The amber piece was collected in Spain. An orb-weaving spider likely made the web, which has some features that resemble part of a sticky spiral. Two strands in the amber formed loops, which indicate that the silk was highly elastic and contracted when it came into contact with the resin that eventually hardened into amber. (Elasticity allows webs to absorb the impact of flying prey.) The longest main strands originally ran in the same downward direction of the amber, tree resin that, millions of years ago, under the force of gravity, formed into the shape of a small icicle and eventually hardened. This orientation indicates that the web was strung between objects and hung in the air, rather than being cast on the ground or over another surface. In one segment of the amber, five strands run in basically the same direction, and three of those are connected to another strand. And two little perpendicular strands connect two other main strands. A comb-footed spider also could have made the web, the authors say, but in any case, the web and its geometry has preserved far more detail than the earliest known spider silk, a single strand also from the Early Cretaceous Period.

amber_spiderweb8.jpg
Rare 110-million-year-old fossil spiderweb

Credit: American Museum of Natural History

Small flies, bees, wasps, and beetles are the most common prey of today's orb-weaving spiders, and this new fossilized web preserved insects representative of three of the four orders of flying insects with the greatest diversity today--Coleoptera (which includes beetles); Diptera (which includes flies); and Hymenoptera (which includes bees and wasps). A fly in the genus Microphorites and the mite (an arachnid) are trapped in strands found in the amber section with the most complex web fragment.
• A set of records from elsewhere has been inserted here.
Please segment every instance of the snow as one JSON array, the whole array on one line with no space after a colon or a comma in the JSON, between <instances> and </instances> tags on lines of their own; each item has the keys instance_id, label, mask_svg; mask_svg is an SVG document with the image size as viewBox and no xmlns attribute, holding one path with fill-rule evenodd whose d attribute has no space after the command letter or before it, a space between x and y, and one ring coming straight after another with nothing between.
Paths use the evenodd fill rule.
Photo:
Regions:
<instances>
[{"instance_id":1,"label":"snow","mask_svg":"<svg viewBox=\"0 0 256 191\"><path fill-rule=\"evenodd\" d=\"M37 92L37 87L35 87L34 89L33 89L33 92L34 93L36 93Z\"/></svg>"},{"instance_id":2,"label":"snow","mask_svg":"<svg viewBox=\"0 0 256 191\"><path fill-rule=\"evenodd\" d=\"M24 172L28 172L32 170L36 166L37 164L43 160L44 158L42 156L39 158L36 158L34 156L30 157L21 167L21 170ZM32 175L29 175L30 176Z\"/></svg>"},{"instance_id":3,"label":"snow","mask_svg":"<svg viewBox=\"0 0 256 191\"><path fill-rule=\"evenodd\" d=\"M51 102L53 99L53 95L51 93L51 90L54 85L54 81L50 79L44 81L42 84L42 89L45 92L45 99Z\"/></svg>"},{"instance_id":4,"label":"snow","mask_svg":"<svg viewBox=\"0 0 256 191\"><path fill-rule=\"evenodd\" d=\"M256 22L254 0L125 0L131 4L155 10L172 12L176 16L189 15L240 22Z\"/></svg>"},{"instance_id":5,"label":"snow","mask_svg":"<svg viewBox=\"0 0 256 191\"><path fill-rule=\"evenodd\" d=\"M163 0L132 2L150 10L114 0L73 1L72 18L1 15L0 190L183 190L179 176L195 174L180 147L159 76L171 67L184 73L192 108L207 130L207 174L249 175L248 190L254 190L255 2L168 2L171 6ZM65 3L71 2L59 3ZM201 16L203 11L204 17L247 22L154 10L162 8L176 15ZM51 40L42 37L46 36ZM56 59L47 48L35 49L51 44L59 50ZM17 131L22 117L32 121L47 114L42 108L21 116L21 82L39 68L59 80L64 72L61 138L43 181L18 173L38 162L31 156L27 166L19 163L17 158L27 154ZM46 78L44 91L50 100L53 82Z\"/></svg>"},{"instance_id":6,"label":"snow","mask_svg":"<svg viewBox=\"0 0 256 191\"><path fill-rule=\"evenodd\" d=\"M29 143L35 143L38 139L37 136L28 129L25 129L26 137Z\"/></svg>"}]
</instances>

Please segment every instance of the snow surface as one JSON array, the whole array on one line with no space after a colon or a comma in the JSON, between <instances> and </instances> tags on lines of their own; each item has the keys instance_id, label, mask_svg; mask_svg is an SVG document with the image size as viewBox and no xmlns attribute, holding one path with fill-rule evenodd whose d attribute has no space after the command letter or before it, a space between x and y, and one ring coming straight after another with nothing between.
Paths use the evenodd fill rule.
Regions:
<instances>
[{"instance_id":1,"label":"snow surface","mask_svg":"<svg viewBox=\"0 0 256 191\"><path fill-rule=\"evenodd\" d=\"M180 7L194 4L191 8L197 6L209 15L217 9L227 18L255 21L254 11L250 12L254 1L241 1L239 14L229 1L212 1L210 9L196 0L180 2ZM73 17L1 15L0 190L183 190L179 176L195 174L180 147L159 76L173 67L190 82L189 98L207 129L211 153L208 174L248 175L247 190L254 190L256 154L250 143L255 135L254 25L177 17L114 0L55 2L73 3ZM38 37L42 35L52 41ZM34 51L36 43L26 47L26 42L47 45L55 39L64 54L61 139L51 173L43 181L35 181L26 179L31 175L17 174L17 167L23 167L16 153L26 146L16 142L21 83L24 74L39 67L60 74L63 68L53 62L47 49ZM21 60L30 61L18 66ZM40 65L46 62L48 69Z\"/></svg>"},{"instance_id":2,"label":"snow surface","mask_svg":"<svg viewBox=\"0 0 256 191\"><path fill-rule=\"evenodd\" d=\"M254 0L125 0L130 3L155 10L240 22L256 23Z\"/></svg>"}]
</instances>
In another section, a thick thread snagged the leg of a wasp in the genus Cretevania. A looped strand snared a beetle in the genus Cucujidae. So this amber piece suggests that the relationship between spiders and insects long ago was just as finely adapted as it is today.

"The advanced structure of this fossilized web, along with the type of prey that the web caught, indicates that spiders have been fishing insects from the air for a very long time," said Dr. Grimaldi. "Spiders today have a huge impact as predators on insect populations, along with birds and bats. This new finding suggests that spiders exerted a similar selection pressure on insects 110 million years ago, around the time when certain groups of insects were radiating to become major pollinators of plants." Spider predation could have affected evolutionary changes in insects' ability to navigate and to forage from flowers, he added.